Accuracy in Media


A federal judge in California tossed out a series of lawsuits filed by cities in the state against oil companies to recover “damages” and infrastructure costs they said were imposed by climate change.

The case exposed that cities use one group of facts when they’re attempting to make Big Oil pay for their infrastructure needs and another when trying to convince bond markets to lend them money.

But what mainstream media reported is that the judge did not dispute the science of global warming and that we have not heard the end of this from them or their activist friends.

“A federal judge just tossed out a lawsuit brought against the world’s largest oil companies for selling fuels they knew would boost sea levels and disrupt the global climate,” wrote Mark Kaufman at Mashable, essentially accepting the plaintiffs’ case.

“The decision, on its surface, is a victory for big oil. But the fight against these huge companies and their roles in stoking climate change is far from over.”

Other “ongoing lawsuits sit in state courts,” he wrote. Alsup’s ruling “has little bearing in these separate, and more favorable, legal systems.”

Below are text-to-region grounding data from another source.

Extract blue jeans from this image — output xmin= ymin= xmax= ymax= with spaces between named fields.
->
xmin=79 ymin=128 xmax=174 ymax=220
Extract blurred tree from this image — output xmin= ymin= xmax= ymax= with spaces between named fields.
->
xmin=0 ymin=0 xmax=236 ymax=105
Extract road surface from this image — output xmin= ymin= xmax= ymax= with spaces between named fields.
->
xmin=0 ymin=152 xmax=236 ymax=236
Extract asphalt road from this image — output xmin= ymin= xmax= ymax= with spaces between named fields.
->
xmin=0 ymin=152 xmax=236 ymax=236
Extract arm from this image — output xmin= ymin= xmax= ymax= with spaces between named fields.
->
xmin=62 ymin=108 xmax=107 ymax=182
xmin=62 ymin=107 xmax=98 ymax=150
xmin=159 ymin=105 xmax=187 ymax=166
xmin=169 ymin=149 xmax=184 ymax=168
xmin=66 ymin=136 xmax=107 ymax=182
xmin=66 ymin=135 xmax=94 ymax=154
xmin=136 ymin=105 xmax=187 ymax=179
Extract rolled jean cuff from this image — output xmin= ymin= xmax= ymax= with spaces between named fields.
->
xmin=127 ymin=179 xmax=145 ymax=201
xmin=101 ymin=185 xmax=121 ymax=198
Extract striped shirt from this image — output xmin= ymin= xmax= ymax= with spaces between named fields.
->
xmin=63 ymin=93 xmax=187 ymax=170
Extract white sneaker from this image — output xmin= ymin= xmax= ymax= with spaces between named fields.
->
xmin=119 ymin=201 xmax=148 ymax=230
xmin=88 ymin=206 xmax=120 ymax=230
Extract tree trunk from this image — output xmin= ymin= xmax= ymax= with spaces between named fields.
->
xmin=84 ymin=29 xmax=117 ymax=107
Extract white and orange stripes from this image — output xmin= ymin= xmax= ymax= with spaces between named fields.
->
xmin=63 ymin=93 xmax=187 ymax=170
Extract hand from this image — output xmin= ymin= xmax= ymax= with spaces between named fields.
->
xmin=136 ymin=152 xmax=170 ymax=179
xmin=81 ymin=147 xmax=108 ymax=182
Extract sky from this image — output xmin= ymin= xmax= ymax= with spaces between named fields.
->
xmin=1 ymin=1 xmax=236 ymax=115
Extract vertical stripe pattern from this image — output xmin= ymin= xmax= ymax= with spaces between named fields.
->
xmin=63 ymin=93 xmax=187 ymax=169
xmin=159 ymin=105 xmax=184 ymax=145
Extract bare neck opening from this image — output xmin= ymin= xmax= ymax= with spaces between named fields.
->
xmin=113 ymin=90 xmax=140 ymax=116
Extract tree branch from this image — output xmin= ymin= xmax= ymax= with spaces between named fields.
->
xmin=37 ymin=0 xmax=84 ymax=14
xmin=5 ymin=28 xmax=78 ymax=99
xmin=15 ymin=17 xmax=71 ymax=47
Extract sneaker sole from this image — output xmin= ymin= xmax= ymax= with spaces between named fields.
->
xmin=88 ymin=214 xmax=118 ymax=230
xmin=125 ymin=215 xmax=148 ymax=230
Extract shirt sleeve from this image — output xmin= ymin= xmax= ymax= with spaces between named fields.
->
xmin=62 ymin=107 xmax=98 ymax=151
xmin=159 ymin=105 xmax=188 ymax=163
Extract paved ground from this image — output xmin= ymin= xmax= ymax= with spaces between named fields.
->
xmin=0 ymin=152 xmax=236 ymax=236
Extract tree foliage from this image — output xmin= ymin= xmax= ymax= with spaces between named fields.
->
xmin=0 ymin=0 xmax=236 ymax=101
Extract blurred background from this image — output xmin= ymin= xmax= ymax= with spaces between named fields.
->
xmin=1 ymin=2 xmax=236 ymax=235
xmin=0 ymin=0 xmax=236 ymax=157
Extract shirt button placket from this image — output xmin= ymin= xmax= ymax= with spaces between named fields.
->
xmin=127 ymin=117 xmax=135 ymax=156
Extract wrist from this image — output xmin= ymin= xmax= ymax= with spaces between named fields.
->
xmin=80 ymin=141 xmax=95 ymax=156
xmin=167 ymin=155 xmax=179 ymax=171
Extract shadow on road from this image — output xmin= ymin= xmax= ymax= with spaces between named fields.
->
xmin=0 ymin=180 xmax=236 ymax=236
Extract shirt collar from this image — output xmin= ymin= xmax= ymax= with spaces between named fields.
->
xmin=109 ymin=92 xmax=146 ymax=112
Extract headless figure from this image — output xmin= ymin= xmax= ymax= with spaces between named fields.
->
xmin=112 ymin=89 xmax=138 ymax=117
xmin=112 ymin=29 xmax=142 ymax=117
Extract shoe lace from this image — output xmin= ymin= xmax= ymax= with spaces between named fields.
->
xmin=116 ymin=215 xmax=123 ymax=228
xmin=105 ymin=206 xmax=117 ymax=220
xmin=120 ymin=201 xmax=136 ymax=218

The judge “agrees with the scientific findings that fossil fuel burning has spiked global temperatures and accelerated sea level rise, but when he threw out the suit, he decided that a U.S. court alone cannot solve such a weighty, global problem.”

It is correct that Alsup wrote in his opinion that no one disputes the science of climate change. That’s because neither the judge nor the defense relied on the science of climate change.

Rather, the judge’s decision seemed to hew closely to arguments laid out by 15 state attorneys general who filed a friend-of-the-court brief on behalf of the energy companies that argued Oakland and San Francisco were attempting to regulate interstate commerce and international trade. The suit, the judge wrote, asks the court to “conduct and control energy policy on foreign soil.”

A number of media outlets accepted without question the reaction of John Cote, San Francisco’s city attorney. The ruling was not favorable, Cote said, but it “forced a public court proceeding on climate science.”

“We’re pleased that the court recognized that the science of global warming is no longer in dispute,” he said.

“Noting that the world has also benefited significantly from oil and other fossil fuel, [the judge] said questions about how to balance the ‘worldwide positives of the energy’ against its role in global warming ‘demand the expertise of our environmental agencies, our diplomats, our Executive and at least the Senate,” HuffPost wrote. “The problem deserves a solution on a more vast scale than can be supplied by a district judge or jury in a public nuisance case.